PMs are starting to ship their own pull requests. Not as engineers. As PMs taking back the surfaces they always had the most context on (copy, configuration, AI prompts, telemetry, small front-end changes), because AI finally made it possible to act on that context without a translation layer. The four-level PR ladder: copy and configuration first, then AI prompts on features you own, then small front-end changes, then telemetry and instrumentation. PLANNING.md files live in git next to the code. CLAUDE.md is your standing brief to the agent. Engineering throughput goes up, not down, because engineers reclaim deep-work hours on architecture. Tobi Lutke mandated this at Shopify in April 2025. If your engineering leader pushes back, show them the volume shift.

A CPO I advise at a mid-market enterprise SaaS company sent me a screenshot last week. One of her PMs had shipped a feature. Not spec'd it. Not tracked it through three sprints of engineering queue. Built it, tested it, shipped it to production, and wired up the analytics dashboard herself. Total elapsed time from hypothesis to live feature flag: a day and a half.

The PM is not an engineer. She is a senior product manager with a classic B2B SaaS background. What changed is not her. It is the surface area she is now expected to own.

If you lead product and you have not yet thought hard about what this shift means for your roles, your planning system, and your definition of "shippable," you are already behind. The pattern is not a forecast. It is already running inside orgs you compete with.

Some of the most visible signals:

  1. Tobi Lütke mandated at Shopify in April 2025 that reflexive AI usage is a baseline expectation, and that managers cannot request new headcount without first proving AI cannot do the job. That is not a productivity memo. That is an operating-model memo.
  2. Several Fortune 500 engineering orgs have quietly reported code output per engineer roughly doubling in the last year, with the bottleneck shifting from writing code to reviewing it.
  3. GitHub Copilot, Claude Code, Cursor, and v0 are now standard issue in most product-led companies I advise. The pattern of PMs pushing their own copy and configuration changes straight to production has moved from "interesting experiment" to "table stakes" in about eighteen months.
  4. The PMs who commit to writing their own small PRs are outperforming their peers on every measurable outcome I can track: time-to-first-insight, cycle time to shipped experiment, and, most interestingly, promotion velocity.

These are not engineers wearing PM hats. They are PMs, designers, and executives taking back the parts of the product they always had the most context on, because AI finally made it possible to act on that context without a translation layer.

I wrote about this shift in The PM Role Is Being Rewritten and The AI Product Engineer. This post is the operating manual: how to actually run the transition inside your org.

The new map: PM vs. Design vs. Engineering

Every PM asks me the same question in month one. Do I need to become an engineer?

No. The walls shifted. The disciplines did not merge.

Here is the part most people miss. Shipping code makes you a measurably better PM.

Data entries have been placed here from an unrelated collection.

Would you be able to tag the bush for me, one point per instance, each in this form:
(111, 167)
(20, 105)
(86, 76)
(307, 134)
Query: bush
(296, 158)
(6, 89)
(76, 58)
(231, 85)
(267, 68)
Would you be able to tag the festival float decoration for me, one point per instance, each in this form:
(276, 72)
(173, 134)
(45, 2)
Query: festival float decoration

When you can test a copy change on the onboarding flow in an afternoon instead of writing a spec in October and hoping it gets picked up in Q1, your strategy gets sharper. Your customer interviews get faster feedback. Your product judgment compounds because you see consequences in hours, not quarters.

Nothing here replaces strategy, user research, or stakeholder alignment. Those skills matter more than ever, because the cost of building the wrong thing just dropped to near zero and the only remaining edge is knowing what to build. Shipping is additive. It amplifies every other PM skill you already have.

The old map. PM writes specs, tickets, prioritization, stakeholder meetings. Design creates mockups, prototypes, handoffs. Engineering owns all code, all deploys, all production monitoring. Thick walls between each role. PM could not touch code. Engineer waited for the spec. Designer handed off a Figma file and hoped the build matched.

The new map. PM zone expanded into: copy, configuration, AI prompts, planning docs in git, small front-end changes, feature flags, agent behavior contracts, and production monitoring. The surfaces where the PM always had the most context and the engineer was translating intent. Design zone expanded into: coded prototypes in v0 or Cursor, design system changes shipped directly, visual QA against real session replays. Engineering core concentrated on: architecture, infrastructure, security, complex logic, performance, agent orchestration, and code review. The hard problems. The ones that actually need senior engineering judgment.

This is not a threat to your engineers. It is a gift. The single biggest unlock I see in orgs that adopt this is engineering throughput. When PMs own their own copy tests, flag configurations, and prompt tuning, engineers get to spend deep-work hours on architecture, integrations, agent orchestration, and the actual hard systems.

The sharpest observation I have heard on this came from a CTO at a Series C AI company. When his PMs started building their own ideas, their specifications got sharper, because they now understood what the agent needed to execute. Sharper specs produced better agent output. The engineer's life improved because the PM moved closer to the work.

If your engineering leader tells you this will create chaos, show them the volume shift. When code output per engineer doubles, the bottleneck stops being authorship and starts being review. PMs absorbing the low-complexity, high-context work is part of how you survive that volume. I covered this bottleneck shift in detail in The New Org Chart for AI.

Planning in git: why the PRD had to die

This is the shift that generates the most internal pushback before it generates the most internal lift.

The old way. A PM writes a Google Doc or a Notion page. Shares the link. Comments scatter across three tools. A review meeting happens two weeks later. Engineers cannot find the spec during implementation because it is buried in someone's Drive folder. The doc drifts out of sync with the code. Three weeks post-launch, nobody can reconstruct why a given design decision was made, because the conversation lived in Slack threads that aged out.

The new way. The PM writes a markdown file. Pushes it to the same repository as the code. Engineers and coding agents both reference it directly. When you want to know why something shipped, git log shows you. Version control gives you diffs, history, and accountability.

The content is the same as a good PRD. The location changed. And the location matters, because it puts the spec where the builder, human or agent, can actually use it.

I argued for this exact shift in The PRD Is Dead. Here is what the replacement looks like in practice.

What a PLANNING.md looks like

Here is an abbreviated example for a feature I coached a PM through last month at a B2B workflow company. Full worked examples are in the downloadable toolkit.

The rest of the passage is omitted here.